Berlin'de yayımlanan Neues Deutschland gazetesinin yorumunda krizin uzaması durumunda Venezuela'da iç savaş tehlikesinin baş gösterebileceği belirtiliyor:
"Venezuela'daki iktidar mücadelesinin yenişememe ortamında sürmesi karşısında Avrupa'nın elinden bir şey gelmez. Çin ve Rusya Birleşmiş Milletler Güvenlik Konseyi'nde Maduro'yu destekliyor. İki büyük ülkenin de Venezuela'daki ekonomik çıkarlarını gözden çıkarması beklenmemeli. Uluslararası alandaki eşitlik durumuna bir de Venezuela'da iç politikada yenişememe ekleniyor. Ordu Maduro'yu desteklediği sürece Guaido'ya iktidarın yolu açılmaz. Guaido bu nedenle kulis faaliyetleri yürütüyor ve iç güvenlik organlarının onu rahatsız etmediği anlaşılıyor. Hiç olmazsa bu durum anlaşmazlık yüzünden ülkenin iç savaşa sürüklenme ihtimalini azaltıyor. Ama iç savaşın çıkmayacağını da kimse garanti edemez."

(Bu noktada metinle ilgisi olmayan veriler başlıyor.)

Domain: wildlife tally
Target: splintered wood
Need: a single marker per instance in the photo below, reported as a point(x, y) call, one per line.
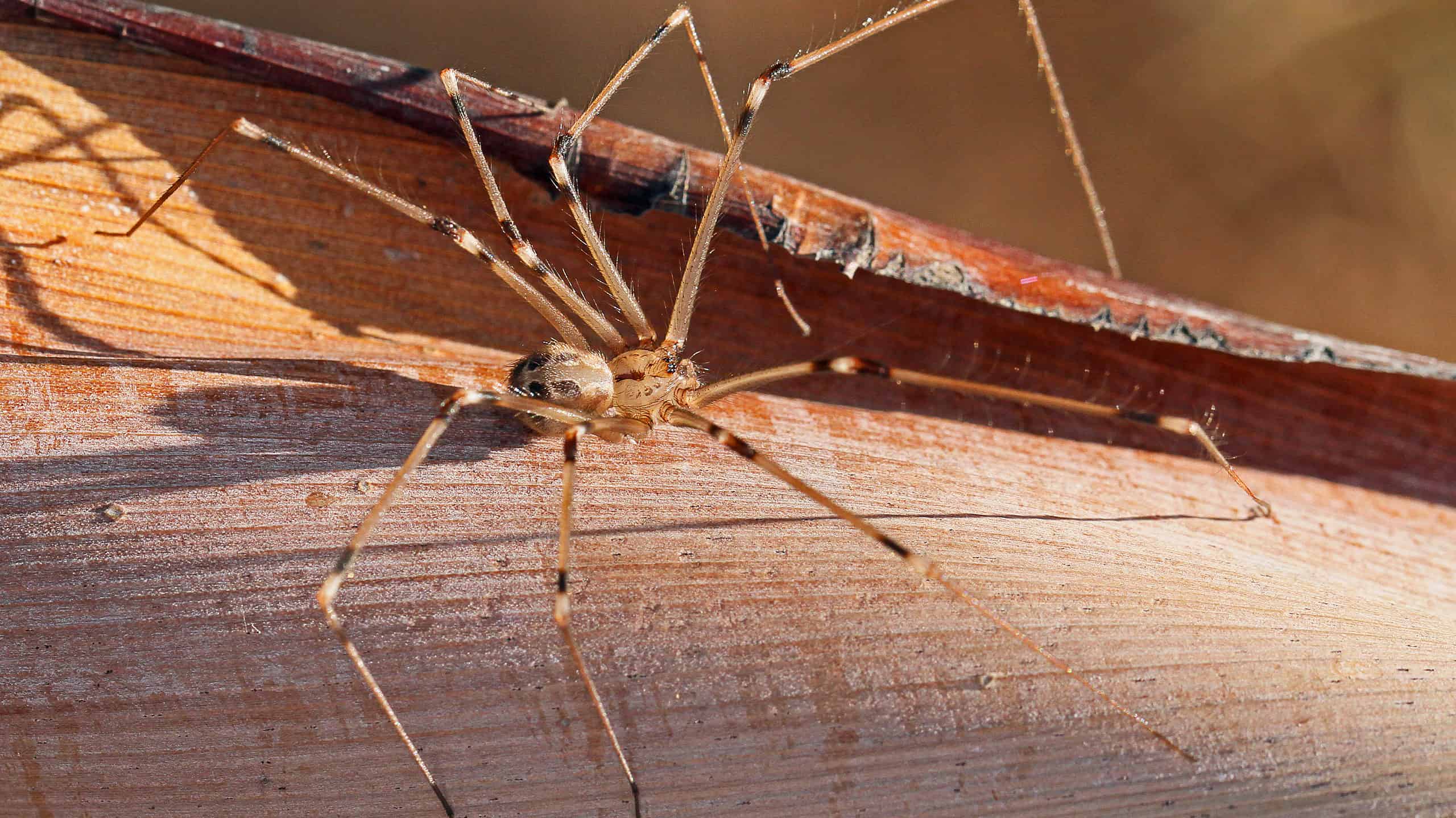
point(197, 418)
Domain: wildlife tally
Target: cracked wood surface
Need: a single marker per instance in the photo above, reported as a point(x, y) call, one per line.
point(242, 376)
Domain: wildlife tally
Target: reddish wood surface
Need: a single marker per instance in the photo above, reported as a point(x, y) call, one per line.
point(230, 375)
point(1392, 431)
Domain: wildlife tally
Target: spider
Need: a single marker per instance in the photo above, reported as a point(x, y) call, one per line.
point(619, 388)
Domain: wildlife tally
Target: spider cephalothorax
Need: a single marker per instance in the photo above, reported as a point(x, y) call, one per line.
point(565, 376)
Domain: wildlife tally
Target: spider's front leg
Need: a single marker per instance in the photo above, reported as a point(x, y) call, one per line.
point(561, 612)
point(341, 570)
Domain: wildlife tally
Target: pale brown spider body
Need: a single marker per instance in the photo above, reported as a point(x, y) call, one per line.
point(570, 389)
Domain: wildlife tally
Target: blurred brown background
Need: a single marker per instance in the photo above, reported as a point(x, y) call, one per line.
point(1289, 159)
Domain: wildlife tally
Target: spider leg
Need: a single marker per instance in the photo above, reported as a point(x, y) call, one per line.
point(680, 16)
point(561, 612)
point(440, 223)
point(523, 250)
point(733, 157)
point(341, 570)
point(916, 562)
point(851, 366)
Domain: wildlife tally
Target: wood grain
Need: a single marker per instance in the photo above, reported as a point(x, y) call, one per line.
point(242, 377)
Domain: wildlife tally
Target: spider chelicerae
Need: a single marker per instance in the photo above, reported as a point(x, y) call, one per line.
point(619, 388)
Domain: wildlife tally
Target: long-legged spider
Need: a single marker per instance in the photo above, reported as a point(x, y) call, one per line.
point(619, 389)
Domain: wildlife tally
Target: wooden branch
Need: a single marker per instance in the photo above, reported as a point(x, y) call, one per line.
point(238, 380)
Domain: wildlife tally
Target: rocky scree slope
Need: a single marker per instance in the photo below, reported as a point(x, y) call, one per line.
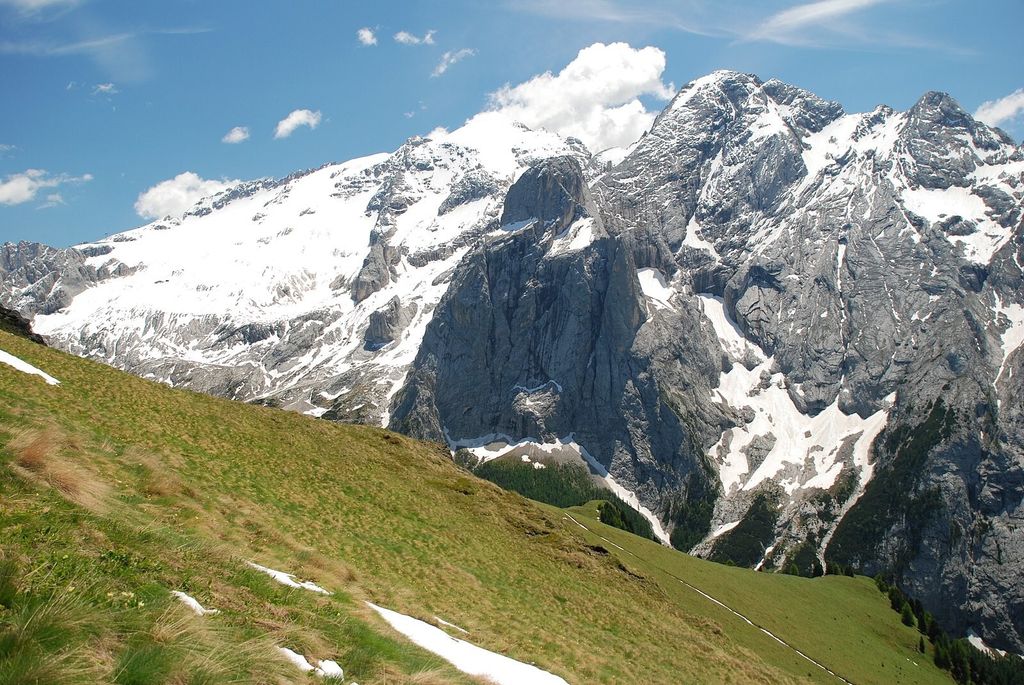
point(793, 333)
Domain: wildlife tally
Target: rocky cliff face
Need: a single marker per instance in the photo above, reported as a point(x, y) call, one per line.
point(792, 334)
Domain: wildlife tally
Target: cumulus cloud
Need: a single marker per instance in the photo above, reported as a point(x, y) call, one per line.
point(18, 188)
point(52, 200)
point(176, 196)
point(298, 118)
point(407, 38)
point(594, 98)
point(367, 36)
point(237, 134)
point(450, 58)
point(1003, 111)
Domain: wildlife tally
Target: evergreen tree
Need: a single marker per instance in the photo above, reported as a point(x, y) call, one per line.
point(907, 614)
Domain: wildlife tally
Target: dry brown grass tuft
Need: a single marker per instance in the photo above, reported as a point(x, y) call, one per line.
point(44, 456)
point(158, 477)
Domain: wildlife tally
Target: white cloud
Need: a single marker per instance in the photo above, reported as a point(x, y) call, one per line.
point(450, 58)
point(594, 98)
point(18, 188)
point(795, 26)
point(176, 196)
point(407, 38)
point(298, 118)
point(1003, 111)
point(237, 134)
point(52, 200)
point(32, 6)
point(367, 36)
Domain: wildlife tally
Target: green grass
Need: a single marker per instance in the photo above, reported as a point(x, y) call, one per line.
point(115, 490)
point(843, 623)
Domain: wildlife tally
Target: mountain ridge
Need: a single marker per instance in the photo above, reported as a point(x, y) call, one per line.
point(818, 261)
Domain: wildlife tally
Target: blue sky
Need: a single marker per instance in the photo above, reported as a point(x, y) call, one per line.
point(105, 99)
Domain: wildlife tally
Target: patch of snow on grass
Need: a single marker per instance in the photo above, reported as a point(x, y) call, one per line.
point(325, 669)
point(452, 626)
point(193, 604)
point(978, 643)
point(26, 368)
point(466, 656)
point(289, 580)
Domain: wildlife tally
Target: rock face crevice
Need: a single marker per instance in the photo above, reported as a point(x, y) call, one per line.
point(536, 340)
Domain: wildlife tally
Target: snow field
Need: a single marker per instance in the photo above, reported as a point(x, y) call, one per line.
point(26, 368)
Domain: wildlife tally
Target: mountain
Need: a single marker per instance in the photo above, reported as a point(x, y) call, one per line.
point(788, 335)
point(133, 513)
point(310, 292)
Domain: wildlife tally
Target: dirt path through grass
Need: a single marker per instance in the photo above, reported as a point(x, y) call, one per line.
point(719, 602)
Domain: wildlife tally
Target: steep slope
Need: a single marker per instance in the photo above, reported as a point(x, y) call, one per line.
point(786, 334)
point(310, 292)
point(119, 489)
point(833, 277)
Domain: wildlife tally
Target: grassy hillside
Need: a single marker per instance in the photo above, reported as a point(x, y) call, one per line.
point(115, 490)
point(843, 623)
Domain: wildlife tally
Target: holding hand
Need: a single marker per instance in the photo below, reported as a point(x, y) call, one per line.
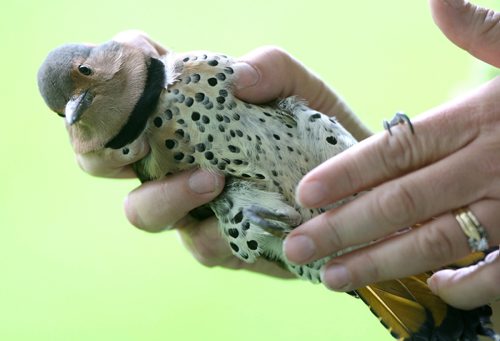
point(452, 161)
point(262, 75)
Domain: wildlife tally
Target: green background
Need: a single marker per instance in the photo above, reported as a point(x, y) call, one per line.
point(73, 268)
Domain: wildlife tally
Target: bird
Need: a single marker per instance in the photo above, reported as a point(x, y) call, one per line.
point(134, 102)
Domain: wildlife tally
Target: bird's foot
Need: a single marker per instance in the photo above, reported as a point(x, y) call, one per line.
point(399, 118)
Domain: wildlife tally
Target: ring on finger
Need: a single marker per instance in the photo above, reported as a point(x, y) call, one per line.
point(472, 228)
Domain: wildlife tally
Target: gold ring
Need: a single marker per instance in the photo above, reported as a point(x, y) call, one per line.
point(472, 228)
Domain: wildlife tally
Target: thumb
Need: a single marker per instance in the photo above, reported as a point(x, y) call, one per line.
point(473, 28)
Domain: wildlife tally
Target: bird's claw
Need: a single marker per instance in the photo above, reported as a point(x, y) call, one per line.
point(276, 222)
point(399, 118)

Frankfurter Allgemeine Zeitung ABD'deki bütçe anlaşmazlığına geçici çözüm bulunmasını şöyle yorumluyor:
"Başkan Donald Trump muhafazakâr hareketin merkezindekiler tarafından, Temsilciler Meclisi Başkanı Nancy Pelosi karşısında zavallı duruma düşmekle eleştiriliyor. Trump'ın kendine yakıştırdığı 'unutulanların intikamcısı' imajının yara almış olması onu daha fazla yıpratabilir. Milyarder Ekonomi Bakanı Ross'un haftalardır maaş alamayan devlet görevlilerine aşevlerinde karınlarını doyurmak yerine kredi çekmeleri tavsiyesinde bulunması sözde popülistlerin burnunun büyüklüğünü göstermeye yeter. Trump 'ulusa sesleniş' konuşmasıyla ilgili anlaşmazlıkta da dize gelmekle, Washington bataklığını kurutma iddiasındaki lider imajına gölge düşürdü. Başkan konuşmasını Ohio'daki bir fabrikada da yapabilirdi. Ama o takdirde Pelosi'nin genel kurul salonundaki gösterişli protokolden vazgeçmesi gerekecekti."
Mittelbayerische Zeitung Başkan Trump'ın bütçe anlaşmazlığında Temsilciler Meclisi engelini aşamamasının itibarını zedelediğini yazıyor:
"Trump'ın zaten düşük olan sempati puanı erimeye devam ediyor. Teslim bayrağını çektiği gün her on Amerikalıdan altısı krizden onu sorumlu tutuyordu. Ateşli taraftarlarının 'duvarı' örmesi için yaptıkları ateşli çağrılar onun gerçekleri kavrama duyusunu köreltti. Amerikan halkı, Hürriyet Abidesinin anlamına gölge düşürmeye çalışan milliyetçi politikaların gereksiz bir sembolü sayılan pahalı 'duvarı' istemiyor. Amerikalılar, Trump'ın sınırdaki sözde insani krizle ilgili iddialarının 'sahte' olduğunu anladılar."